How I Patch My Proxmox Cluster Without Taking Anything Offline

As many are shifting to Proxmox for both home lab and even production workloads and operations, there are several “day-to-day” operational activities that you probably want to know how to do on the platform. VMware vSphere has had this down to a science for quite some time now with updates being fairly hands off if you trusted the fully automated rolling updates it provided. In Proxmox, this is still a bit more hands on with a multi-node cluster running things like Ceph for production services. But, it isn’t too difficult and once you know the steps, it can be accomplished pretty easily. Let’s look at how I perform zero-downtime rolling updates on my Proxmox cluster and the steps involved.

My home lab setup

In my current setup, I am running a 5-node Proxmox cluster built on Minisforum MS-01 mini PCs inside my TecMojo 12U mini rack. Each node has NVMe OSDs backing a Ceph cluster, dual 10Gb LACP bonds, VLAN segmentation, and real workloads running on top. I feel like this is not a toy lab anymore running Proxmox. It is production now for my home lab services and I treat it like I would any other production environment that I manage.

Why rolling updates matter in Proxmox

Proxmox makes it very easy to update a node. From the web UI, you can check for updates and apply them in minutes. But in a clustered environment, as of yet, we don’t have a native “Update Manager” of sorts that orchestrates these operations from start to finish.
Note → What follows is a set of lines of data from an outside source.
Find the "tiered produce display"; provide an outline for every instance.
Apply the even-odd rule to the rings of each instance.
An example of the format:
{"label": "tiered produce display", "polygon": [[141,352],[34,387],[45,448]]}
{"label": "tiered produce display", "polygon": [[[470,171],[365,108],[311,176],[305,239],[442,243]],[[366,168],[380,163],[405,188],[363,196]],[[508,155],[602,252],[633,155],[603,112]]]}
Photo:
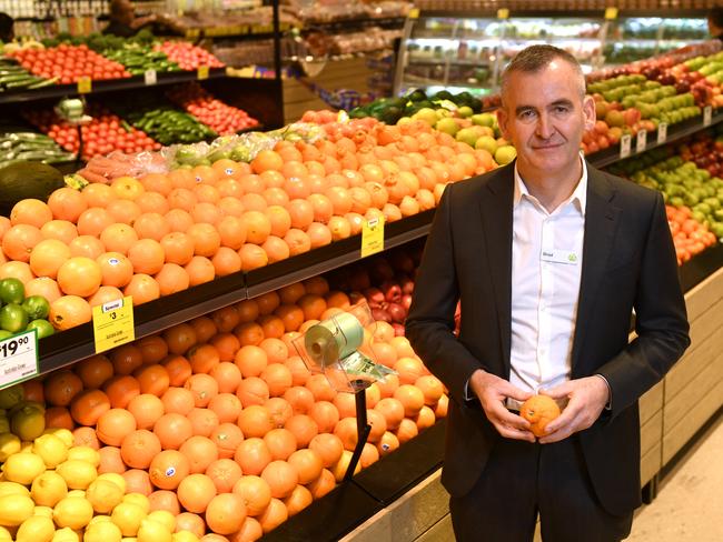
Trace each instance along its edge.
{"label": "tiered produce display", "polygon": [[[610,147],[694,112],[676,114],[681,108],[719,107],[720,83],[696,70],[715,73],[721,58],[663,59],[646,64],[658,73],[631,67],[597,81],[597,108],[612,126],[600,121],[583,150],[594,154],[603,139]],[[701,78],[692,76],[690,89],[657,80],[675,73]],[[618,97],[621,87],[630,89]],[[429,211],[447,183],[515,157],[481,106],[415,94],[351,119],[308,111],[274,132],[161,149],[149,139],[156,149],[130,143],[98,155],[79,172],[79,188],[48,184],[47,197],[18,198],[0,218],[0,327],[50,333],[47,318],[65,333],[89,322],[92,307],[123,295],[142,312],[161,297],[341,242],[368,219],[395,223]],[[153,119],[137,122],[157,137]],[[107,130],[122,128],[107,120]],[[721,234],[713,138],[617,165],[665,194],[681,263]],[[108,144],[98,154],[117,149]],[[2,182],[12,194],[0,170]],[[418,257],[385,253],[328,280],[293,281],[0,390],[0,532],[219,542],[274,530],[341,481],[357,439],[354,395],[311,373],[293,341],[361,300],[376,319],[361,349],[396,374],[366,391],[372,435],[360,468],[392,453],[444,416],[448,401],[404,338]]]}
So, we need to be a bit more hands on with the process but its not rocket science. First of all, to level set, depending on how many nodes you have in your cluster, most will want to work through this in a serial fashion. If you reboot multiple nodes at once, you will risk:

Losing quorum in Corosync
Triggering Ceph recovery storms (if running Ceph storage)
Degrading pools (Ceph)
Interrupting HA services
Causing unnecessary VM downtime

Rolling updates in Proxmox are no different than any other hypervisor. We are simply trying to control the blast radius. You update one node at a time by moving workloads off of it, running the updates, rebooting, validating it to make sure everything is ok and then letting the cluster settle and then moving on to the next node.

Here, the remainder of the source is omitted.